Another issue that may confront the festival as it continues to grow in influence is the role of corporate sponsorship. One longstanding attendee, a local production veteran named Caroline Scott complained midway through the weekend that the festival had become overstuffed with well-funded mainstream product. “I always check funding credits at the beginning and end to see if there is sponsorship from institutions like American Experience,” she confided. “If there is, I don’t submit an audience award ballot.”

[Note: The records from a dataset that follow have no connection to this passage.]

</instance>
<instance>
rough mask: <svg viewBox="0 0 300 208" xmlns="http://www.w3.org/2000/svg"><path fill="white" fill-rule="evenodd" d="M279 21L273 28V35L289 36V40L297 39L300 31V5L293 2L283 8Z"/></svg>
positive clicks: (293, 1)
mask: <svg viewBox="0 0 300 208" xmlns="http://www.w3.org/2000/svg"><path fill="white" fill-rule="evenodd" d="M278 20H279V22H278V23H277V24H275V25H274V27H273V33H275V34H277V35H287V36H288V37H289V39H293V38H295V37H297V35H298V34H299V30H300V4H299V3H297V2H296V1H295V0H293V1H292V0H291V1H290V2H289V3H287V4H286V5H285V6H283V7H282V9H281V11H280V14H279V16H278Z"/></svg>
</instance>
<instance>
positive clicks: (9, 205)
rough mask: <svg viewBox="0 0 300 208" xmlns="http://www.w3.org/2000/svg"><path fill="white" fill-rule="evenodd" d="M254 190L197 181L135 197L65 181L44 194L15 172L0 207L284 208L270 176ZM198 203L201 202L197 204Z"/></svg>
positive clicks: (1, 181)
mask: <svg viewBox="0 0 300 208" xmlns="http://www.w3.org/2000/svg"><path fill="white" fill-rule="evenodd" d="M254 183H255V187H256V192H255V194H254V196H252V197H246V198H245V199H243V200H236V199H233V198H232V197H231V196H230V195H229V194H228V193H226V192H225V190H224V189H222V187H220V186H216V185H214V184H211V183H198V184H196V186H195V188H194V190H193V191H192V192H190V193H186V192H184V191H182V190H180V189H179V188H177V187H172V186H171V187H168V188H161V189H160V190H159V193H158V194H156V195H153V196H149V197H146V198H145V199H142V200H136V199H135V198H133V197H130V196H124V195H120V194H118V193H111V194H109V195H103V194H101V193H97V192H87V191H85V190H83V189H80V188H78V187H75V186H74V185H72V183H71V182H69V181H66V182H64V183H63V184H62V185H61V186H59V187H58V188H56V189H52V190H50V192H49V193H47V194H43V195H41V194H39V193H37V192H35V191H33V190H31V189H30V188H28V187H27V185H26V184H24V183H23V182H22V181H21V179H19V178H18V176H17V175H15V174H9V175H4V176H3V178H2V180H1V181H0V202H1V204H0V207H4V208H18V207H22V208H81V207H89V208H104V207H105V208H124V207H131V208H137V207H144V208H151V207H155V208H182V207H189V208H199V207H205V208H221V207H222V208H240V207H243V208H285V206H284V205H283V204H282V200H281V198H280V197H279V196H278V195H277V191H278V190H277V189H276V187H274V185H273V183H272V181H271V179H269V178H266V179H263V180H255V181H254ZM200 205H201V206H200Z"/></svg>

But such were the riches of this year’s Full Frame fest that Scott was seen beaming in the plaza outside the Carolina Theater during the awards ceremony. She had just found her ultimate DIY documentary, “the one that made the whole weekend worthwhile.” It was a film called “Missing Allen: The Man Who Became a Camera,” a film from German director Christian Bauer that, from her description, seemed to be a sort of Paul Auster-meets-“The Vanishing” experience. Scott then launched into a happy reverie about the film as hundreds of sated documentary lovers munched on barbecue and cornbread, while waiting patiently for the awards ceremony to begin.
[David Fellerath is a reviewer and columnist for the Independent Weekly in Durham, N.C.]